Dengan berakhirnya Kerajaan Sumedang, justru Sumedang Larang makin berkembang
menjadi kerajaan yang berdaulat penuh.
Sebelum Prabu Siliwangi meninggalkan Padjajaran mengutus empat
orang Kandagalante :Jayaperkosa, Sanghyang Hawu, Terong Peot, dan
Nagganan untuk menyerahkan amanat kepada Prabu Geusan Ulun,
yaitu pada dasarnya Kerajaan Sumedang Larang supaya menjadi penerus kerajaan
pajajaran Mahkota (Mahkota binakasih) dan atribut Kerajaan
(pusaka) Padjajaran dibawa oleh Senapati Jayaperkosa dan diserahkan kepada
Prabu Geusan Ulun yang merupakan legalitas kebesaran Kerajaan Sumedang Larang
sebagai penerus Padjajaran.
Prabu Geusan Ulun yang dinobatkan pada 22 April 1578 adalah
merupakan Raja Sumedang Larang terakhir, karena setelah itu Sumedang Larang
berada di bawah naungan kerajaan Mataram Islam. Pangeran Ariasuradiwangsa dari
Sumedang Larang sebagai penerus Geusan Ulun (putra dari Ratu Harisbaya) 1620
berangkat ke Mataram, untuk menyerahkan Sumedang Larang berada dibawah naungan
Mataram. Dengan demikian sejak itulah Sumeang Larang terkenal dengan nama
"Priangan" artinya berserah dengan hati yang suci.
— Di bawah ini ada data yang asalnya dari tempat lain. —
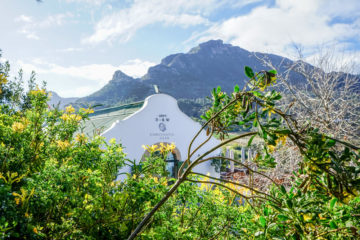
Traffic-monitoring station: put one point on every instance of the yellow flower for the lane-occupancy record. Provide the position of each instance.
(70, 109)
(63, 144)
(87, 110)
(80, 137)
(18, 127)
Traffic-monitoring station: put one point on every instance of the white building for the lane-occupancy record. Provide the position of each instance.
(158, 120)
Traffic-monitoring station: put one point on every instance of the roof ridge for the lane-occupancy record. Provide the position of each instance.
(113, 109)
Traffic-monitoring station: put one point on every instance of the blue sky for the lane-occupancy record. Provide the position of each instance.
(76, 45)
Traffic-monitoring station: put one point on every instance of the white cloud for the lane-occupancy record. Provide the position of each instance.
(91, 2)
(23, 18)
(275, 29)
(124, 23)
(30, 27)
(83, 79)
(70, 50)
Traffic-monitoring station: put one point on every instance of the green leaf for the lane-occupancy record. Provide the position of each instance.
(262, 221)
(249, 72)
(236, 88)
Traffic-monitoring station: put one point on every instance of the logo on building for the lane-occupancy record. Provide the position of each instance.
(162, 127)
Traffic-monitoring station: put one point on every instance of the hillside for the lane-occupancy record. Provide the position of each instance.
(185, 75)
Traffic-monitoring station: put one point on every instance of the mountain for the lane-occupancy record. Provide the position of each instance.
(185, 75)
(56, 100)
(190, 75)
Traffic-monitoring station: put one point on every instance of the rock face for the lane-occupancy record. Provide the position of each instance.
(121, 88)
(189, 75)
(57, 101)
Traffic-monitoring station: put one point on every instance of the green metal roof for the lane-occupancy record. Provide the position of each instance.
(102, 119)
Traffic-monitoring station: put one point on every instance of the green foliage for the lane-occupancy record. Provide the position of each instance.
(56, 183)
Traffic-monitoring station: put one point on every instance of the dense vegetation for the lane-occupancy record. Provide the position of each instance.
(56, 183)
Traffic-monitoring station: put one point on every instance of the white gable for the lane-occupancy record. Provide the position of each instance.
(160, 120)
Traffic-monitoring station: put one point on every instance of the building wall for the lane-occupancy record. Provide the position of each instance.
(161, 120)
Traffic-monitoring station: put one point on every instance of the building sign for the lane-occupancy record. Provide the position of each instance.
(162, 120)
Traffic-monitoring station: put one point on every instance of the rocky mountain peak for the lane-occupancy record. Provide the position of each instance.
(120, 76)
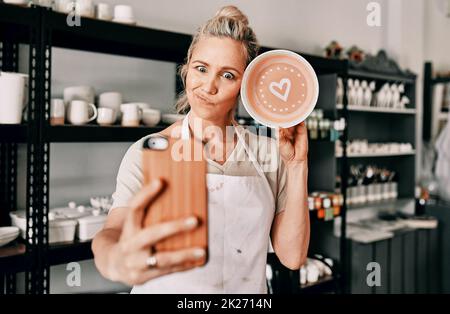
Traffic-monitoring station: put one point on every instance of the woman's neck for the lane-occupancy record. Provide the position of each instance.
(207, 130)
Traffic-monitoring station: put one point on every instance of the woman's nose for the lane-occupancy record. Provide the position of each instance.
(209, 84)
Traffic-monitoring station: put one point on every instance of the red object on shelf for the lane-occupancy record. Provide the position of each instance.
(321, 213)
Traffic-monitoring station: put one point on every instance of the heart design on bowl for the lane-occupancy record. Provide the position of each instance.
(280, 86)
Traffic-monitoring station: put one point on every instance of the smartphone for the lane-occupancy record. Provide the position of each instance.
(184, 195)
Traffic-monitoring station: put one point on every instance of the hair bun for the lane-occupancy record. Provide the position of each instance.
(232, 12)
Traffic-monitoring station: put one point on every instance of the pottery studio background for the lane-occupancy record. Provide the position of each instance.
(411, 32)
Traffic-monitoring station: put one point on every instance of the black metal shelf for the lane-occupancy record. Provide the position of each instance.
(326, 284)
(321, 65)
(96, 133)
(439, 80)
(115, 38)
(382, 76)
(13, 133)
(13, 258)
(391, 204)
(15, 23)
(69, 252)
(364, 109)
(313, 215)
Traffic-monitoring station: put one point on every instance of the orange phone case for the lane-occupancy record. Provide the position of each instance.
(184, 195)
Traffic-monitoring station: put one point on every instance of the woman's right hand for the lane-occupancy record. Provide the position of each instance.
(128, 257)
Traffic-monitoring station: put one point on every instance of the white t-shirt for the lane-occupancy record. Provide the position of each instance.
(130, 176)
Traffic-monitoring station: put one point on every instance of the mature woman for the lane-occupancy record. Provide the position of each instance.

Kedudukan penguasa Sumedang Larang menjadi Bupati Wedana.
Tahun 1681 Bupati Wedana Sumedang yaitu Pangeran Rangga Gempol III
Kusumahdinata yang dikenal dengan sebutan Pangeran Panembahan adalah Bupati
Pertama yang berani menentang pemerintahan VOC, agar kembali dari merdeka dan
berdaulat untuk kemudian mempersatukan kembali daerah-daerah sebagian yang
pernah dikuasai oleh Pakuan Pajajaran pada zamannya.
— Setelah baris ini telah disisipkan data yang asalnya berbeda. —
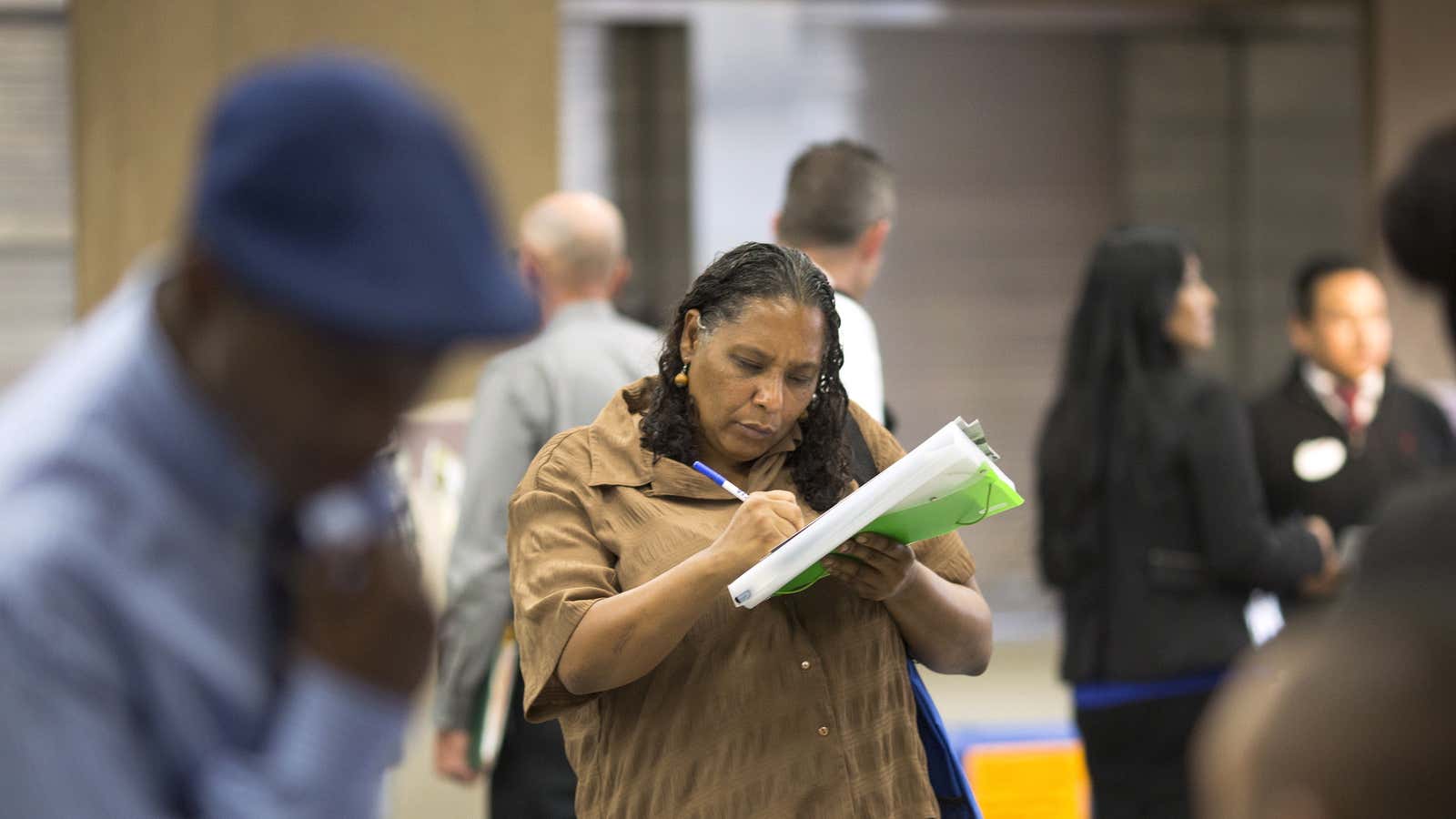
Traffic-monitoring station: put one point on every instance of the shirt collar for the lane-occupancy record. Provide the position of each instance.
(575, 312)
(618, 457)
(1369, 387)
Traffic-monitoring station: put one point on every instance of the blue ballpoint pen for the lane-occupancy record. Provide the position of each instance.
(720, 480)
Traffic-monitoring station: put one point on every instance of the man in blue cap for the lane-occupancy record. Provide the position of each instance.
(200, 610)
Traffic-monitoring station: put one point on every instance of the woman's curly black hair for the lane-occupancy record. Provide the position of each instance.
(756, 270)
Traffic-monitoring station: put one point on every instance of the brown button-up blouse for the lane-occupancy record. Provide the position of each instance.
(795, 709)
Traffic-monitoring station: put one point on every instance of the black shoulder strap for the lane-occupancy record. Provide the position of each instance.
(861, 462)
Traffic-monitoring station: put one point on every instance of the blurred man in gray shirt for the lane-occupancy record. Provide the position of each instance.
(572, 251)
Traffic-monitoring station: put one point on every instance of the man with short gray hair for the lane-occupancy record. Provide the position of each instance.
(837, 207)
(572, 252)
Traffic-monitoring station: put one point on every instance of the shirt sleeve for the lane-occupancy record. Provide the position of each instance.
(560, 569)
(946, 554)
(506, 431)
(1239, 541)
(73, 745)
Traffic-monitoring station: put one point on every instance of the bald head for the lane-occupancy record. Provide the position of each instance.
(1346, 719)
(574, 242)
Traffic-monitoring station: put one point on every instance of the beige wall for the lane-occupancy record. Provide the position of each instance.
(145, 70)
(1412, 89)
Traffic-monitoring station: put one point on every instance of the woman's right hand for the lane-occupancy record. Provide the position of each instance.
(763, 521)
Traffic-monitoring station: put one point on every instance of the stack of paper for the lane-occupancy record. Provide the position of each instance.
(945, 482)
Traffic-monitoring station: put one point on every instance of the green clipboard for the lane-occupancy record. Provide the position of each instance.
(492, 704)
(976, 500)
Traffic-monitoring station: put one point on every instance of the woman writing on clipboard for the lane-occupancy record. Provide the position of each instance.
(673, 702)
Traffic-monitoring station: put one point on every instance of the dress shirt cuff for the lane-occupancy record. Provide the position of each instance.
(334, 729)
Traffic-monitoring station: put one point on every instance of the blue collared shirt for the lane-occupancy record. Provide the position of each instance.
(136, 644)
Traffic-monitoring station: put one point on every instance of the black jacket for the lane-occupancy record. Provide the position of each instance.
(1409, 440)
(1177, 554)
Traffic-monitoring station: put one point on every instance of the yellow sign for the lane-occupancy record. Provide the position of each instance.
(1030, 780)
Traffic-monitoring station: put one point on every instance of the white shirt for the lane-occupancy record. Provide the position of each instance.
(1369, 389)
(863, 375)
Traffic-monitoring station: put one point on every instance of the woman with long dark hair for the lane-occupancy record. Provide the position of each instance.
(673, 702)
(1152, 521)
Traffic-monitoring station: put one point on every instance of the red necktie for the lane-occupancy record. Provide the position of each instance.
(1347, 392)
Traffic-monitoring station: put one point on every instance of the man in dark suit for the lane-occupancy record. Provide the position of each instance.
(1343, 430)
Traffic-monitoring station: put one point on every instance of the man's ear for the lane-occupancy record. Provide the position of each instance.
(692, 334)
(531, 268)
(1300, 336)
(873, 239)
(198, 288)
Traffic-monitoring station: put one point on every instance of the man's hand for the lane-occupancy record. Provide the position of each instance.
(366, 614)
(453, 756)
(1331, 570)
(880, 570)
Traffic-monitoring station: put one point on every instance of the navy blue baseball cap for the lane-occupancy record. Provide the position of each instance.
(335, 191)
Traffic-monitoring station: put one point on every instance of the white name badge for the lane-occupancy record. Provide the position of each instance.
(1318, 460)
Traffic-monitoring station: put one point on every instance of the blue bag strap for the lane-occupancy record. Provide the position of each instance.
(946, 777)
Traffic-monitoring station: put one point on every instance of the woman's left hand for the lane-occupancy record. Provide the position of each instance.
(881, 567)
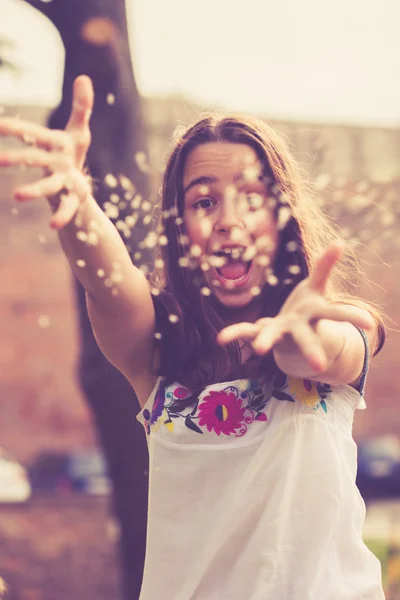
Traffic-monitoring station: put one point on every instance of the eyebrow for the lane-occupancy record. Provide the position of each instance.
(205, 180)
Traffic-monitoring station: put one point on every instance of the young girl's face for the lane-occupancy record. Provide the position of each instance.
(229, 221)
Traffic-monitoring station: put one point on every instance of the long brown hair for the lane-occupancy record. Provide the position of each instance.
(189, 353)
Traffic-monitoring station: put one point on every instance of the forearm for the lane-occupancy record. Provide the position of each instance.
(96, 252)
(343, 348)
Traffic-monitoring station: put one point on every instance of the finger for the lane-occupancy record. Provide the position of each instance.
(246, 331)
(267, 338)
(352, 314)
(48, 186)
(34, 157)
(67, 208)
(82, 103)
(78, 124)
(325, 264)
(32, 133)
(310, 346)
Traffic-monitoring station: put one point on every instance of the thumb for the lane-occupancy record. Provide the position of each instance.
(78, 124)
(82, 103)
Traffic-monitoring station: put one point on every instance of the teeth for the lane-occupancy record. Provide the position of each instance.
(234, 253)
(217, 261)
(249, 253)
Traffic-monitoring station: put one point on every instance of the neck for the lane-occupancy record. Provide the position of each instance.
(249, 313)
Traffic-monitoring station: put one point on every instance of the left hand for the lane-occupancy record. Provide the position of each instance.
(293, 329)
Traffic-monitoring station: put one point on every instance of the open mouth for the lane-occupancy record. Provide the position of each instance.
(231, 267)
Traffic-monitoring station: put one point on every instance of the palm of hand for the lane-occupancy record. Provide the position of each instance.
(61, 154)
(294, 328)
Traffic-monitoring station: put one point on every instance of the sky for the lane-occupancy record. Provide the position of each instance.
(307, 60)
(301, 59)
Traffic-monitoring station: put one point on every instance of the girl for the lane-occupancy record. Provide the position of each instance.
(246, 354)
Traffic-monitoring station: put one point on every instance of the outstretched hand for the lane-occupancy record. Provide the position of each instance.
(295, 323)
(61, 154)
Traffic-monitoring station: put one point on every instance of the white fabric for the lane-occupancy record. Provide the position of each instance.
(268, 512)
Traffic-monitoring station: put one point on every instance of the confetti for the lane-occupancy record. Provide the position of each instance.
(284, 216)
(135, 204)
(263, 260)
(146, 206)
(110, 180)
(272, 279)
(147, 220)
(255, 290)
(92, 238)
(292, 246)
(294, 269)
(82, 236)
(195, 250)
(126, 183)
(141, 161)
(205, 291)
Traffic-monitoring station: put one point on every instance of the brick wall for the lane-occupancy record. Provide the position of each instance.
(40, 403)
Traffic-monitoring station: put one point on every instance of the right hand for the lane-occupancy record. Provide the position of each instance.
(61, 154)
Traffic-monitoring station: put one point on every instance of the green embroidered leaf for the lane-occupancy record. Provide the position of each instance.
(177, 406)
(279, 395)
(191, 425)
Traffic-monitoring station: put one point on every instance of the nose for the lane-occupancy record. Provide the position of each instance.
(228, 215)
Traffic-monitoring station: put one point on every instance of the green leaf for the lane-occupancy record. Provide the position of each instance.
(191, 425)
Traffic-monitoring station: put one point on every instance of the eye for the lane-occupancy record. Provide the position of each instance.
(203, 203)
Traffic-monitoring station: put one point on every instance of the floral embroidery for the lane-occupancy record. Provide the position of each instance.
(221, 412)
(230, 411)
(310, 393)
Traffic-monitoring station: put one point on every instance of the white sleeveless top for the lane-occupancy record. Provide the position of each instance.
(252, 494)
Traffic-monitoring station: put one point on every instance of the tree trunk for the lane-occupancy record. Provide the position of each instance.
(95, 36)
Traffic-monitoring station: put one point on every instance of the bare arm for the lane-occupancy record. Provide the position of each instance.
(312, 338)
(119, 300)
(343, 347)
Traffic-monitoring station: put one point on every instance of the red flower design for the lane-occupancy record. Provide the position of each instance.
(221, 412)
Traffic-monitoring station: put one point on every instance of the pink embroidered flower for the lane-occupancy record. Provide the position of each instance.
(221, 412)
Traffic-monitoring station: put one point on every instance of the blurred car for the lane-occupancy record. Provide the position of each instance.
(83, 472)
(379, 467)
(14, 482)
Tahun 1811 Bupati Wedana Pangeran Kusumahdinata IX atau dikenal
dengan Pangeran Kornel dengan tegas menentang kerja Rodi yang dilakukan oleh
VOC (kompeni) VOC saat itu di pimpin oleh Gubernur jendral HW Daendels. Kerja
Rodi membuat jalan dan menelan banyak korban ini membuka sarana lalu lintas
Anyer-panarukan untuk mengangkut rempah-rempah.
Peristiwa pembuatan jalan ini terkenal sebagai peristiwa
Cadas pangeran.
Tahun 1888 Bupati Pangeran Aria Suriaatmaja atau dikenal juga
sebagai Pangeran Mekah mengungkapkan kepada belanda, bahwa Belanda harus
memberikan kemerdekaan bagi bangsa Indonesia/Nusantara.